提高神经元轴突的生长能力是周围神经再生的关键。周围神经包含感觉神经和运动神经，二者轴突的再生能力存在差异但原因尚不清楚。本项目前期比较了感觉和运动神经元的基因表达谱，发现：1)二者在基因表达的剪接水平差别较大，并可能与轴突生长相关;2)Nova1是二者表达差异最大的RNA结合蛋白，运动神经元高表达，感觉神经元未见表达;3)过表达Nova1的感觉神经元的轴突生长被抑制。因此推测差异表达的Nova1通过调控可变剪接导致了感觉和运动神经元再生能力的差异。在此基础上，拟观察Nova1对感觉和运动神经元轴突生长和再生的作用，通过RNAseq寻找Nova1下游的可变剪接基因，通过构建结构域删除突变体和minigene阐明剪接调控机制，并在动物模型中证实Nova1通路对周围神经再生的作用。本项目将为感觉和运动神经元再生能力差异的原因提供新的理论，也将为提升周围神经再生水平提供新的思路。

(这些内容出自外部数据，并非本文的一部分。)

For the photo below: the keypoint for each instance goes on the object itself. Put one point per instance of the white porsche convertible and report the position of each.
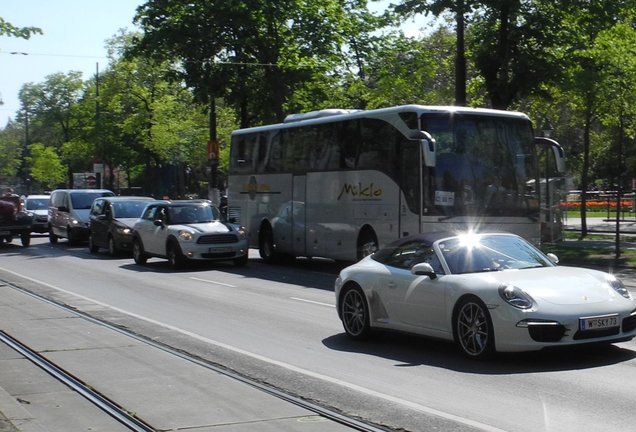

Axonal regrowth is critical for peripheral nerve regeneration. Peripheral nerves include sensory and motor nerves, of which the sensory nerves have more robust capacity for regeneration, with unknown mechanisms. By analyzing the gene expression patterns of sensory and motor neurons, we found: 1) splicing levels in these two types of neurons are significantly different, which may be related to axonal growth; 2) Nova1, a RNA binding protein, the most significant differentially expressed gene between these two groups, is highly expressed in motor neurons but not in sensory neurons; 3) Axonal growth is inhibited in sensory neurons with the overexpression of Nova1. Therefore, we infer that the differentially expressed Nova1 accounts for regeneration capacities in sensory and motor nerves by regulating alternative splicing. We will investigate the role of Nova1 in the axonal growth and regrowth of two types of neurons, identify alternative splicing genes downstream of Nova1, and clarify the regulatory mechanisms involved in alternative splicing. Moreover，we will confirm the role of Nova1 pathway in peripheral nerve regeneration in vivo. This project will provide new theories for differential regenerative abilities of sensory and motor neurons, and will offer new ideas for the enhancement of peripheral nerve regeneration.